Copper exposure, operational discipline, and cash flow strength make it a contrarian winner in a tough sector.

General Mills | GIS

Price: $51.29

General Mills may appear to be a value trap, but its cash flow tells a different story.

The company is divesting underperforming brands, maintaining a nearly 5% dividend, and trading at a significant discount to its consumer staples peers.

But revenue growth remains sluggish, and EPS is expected to decline again this year.

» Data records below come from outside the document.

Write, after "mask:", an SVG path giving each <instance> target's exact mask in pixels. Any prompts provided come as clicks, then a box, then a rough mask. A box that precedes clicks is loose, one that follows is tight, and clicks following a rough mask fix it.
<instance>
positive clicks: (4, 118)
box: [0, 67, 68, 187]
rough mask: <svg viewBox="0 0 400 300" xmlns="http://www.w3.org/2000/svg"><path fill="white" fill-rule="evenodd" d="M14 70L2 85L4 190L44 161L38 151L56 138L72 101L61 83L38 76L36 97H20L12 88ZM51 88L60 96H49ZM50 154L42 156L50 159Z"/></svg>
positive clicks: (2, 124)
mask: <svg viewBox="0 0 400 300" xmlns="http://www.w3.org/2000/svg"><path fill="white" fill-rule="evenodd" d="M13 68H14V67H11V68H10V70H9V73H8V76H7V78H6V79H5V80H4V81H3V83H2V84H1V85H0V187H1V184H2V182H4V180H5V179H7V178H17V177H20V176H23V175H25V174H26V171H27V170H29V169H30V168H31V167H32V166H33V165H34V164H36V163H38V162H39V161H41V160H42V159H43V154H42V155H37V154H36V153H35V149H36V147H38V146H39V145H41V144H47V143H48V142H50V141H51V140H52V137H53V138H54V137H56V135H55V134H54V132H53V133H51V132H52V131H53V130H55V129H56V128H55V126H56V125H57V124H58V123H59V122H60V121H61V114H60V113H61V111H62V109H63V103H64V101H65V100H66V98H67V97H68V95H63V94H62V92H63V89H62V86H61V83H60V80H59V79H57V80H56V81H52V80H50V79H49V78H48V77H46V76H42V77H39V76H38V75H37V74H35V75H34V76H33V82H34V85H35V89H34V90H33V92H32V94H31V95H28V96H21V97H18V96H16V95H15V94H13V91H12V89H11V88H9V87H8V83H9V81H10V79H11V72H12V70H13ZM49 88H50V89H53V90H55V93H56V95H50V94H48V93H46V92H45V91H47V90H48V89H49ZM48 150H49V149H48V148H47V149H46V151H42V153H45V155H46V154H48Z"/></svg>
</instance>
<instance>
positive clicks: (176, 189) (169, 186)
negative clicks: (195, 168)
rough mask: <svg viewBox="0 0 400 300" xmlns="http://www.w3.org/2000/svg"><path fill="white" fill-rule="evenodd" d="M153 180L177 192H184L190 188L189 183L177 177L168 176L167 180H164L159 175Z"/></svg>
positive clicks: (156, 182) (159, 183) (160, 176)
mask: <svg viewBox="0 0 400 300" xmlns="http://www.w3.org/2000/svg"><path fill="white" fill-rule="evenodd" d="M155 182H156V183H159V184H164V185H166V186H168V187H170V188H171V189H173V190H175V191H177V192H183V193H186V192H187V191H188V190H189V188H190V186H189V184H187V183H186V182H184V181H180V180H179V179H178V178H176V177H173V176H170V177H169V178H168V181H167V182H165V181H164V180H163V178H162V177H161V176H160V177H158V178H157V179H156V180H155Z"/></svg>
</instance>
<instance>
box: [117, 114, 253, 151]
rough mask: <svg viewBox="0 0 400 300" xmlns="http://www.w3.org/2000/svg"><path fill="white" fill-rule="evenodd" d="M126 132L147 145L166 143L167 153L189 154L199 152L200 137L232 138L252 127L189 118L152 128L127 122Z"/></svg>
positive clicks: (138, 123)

For income-focused investors, GIS offers stable returns in a volatile market.

But it will need to prove that pet food and foodservice growth can offset volume losses and pricing headwinds in core grocery.

The next earnings call could be a turning point for sentiment.

The U.S.–Japan trade deal introduces new variables into an already volatile earnings season.

While the broader market is still finding its footing, stock-specific catalysts are emerging as key drivers.

Centene is navigating a storm in healthcare policy and guidance cuts, while Enphase is adjusting to policy shifts on solar tariffs.

On the other hand, Freeport and Hudbay are well-positioned to benefit from long-term global demand for copper, particularly as infrastructure and energy transition investments gain momentum.

General Mills continues to serve as a defensive dividend play, even as growth remains a question.

In this environment, flexibility is key. Global headlines and earnings surprises can cause stocks to move quickly.

Stay sharp, stay selective, and focus on what’s changing, not just what’s already run.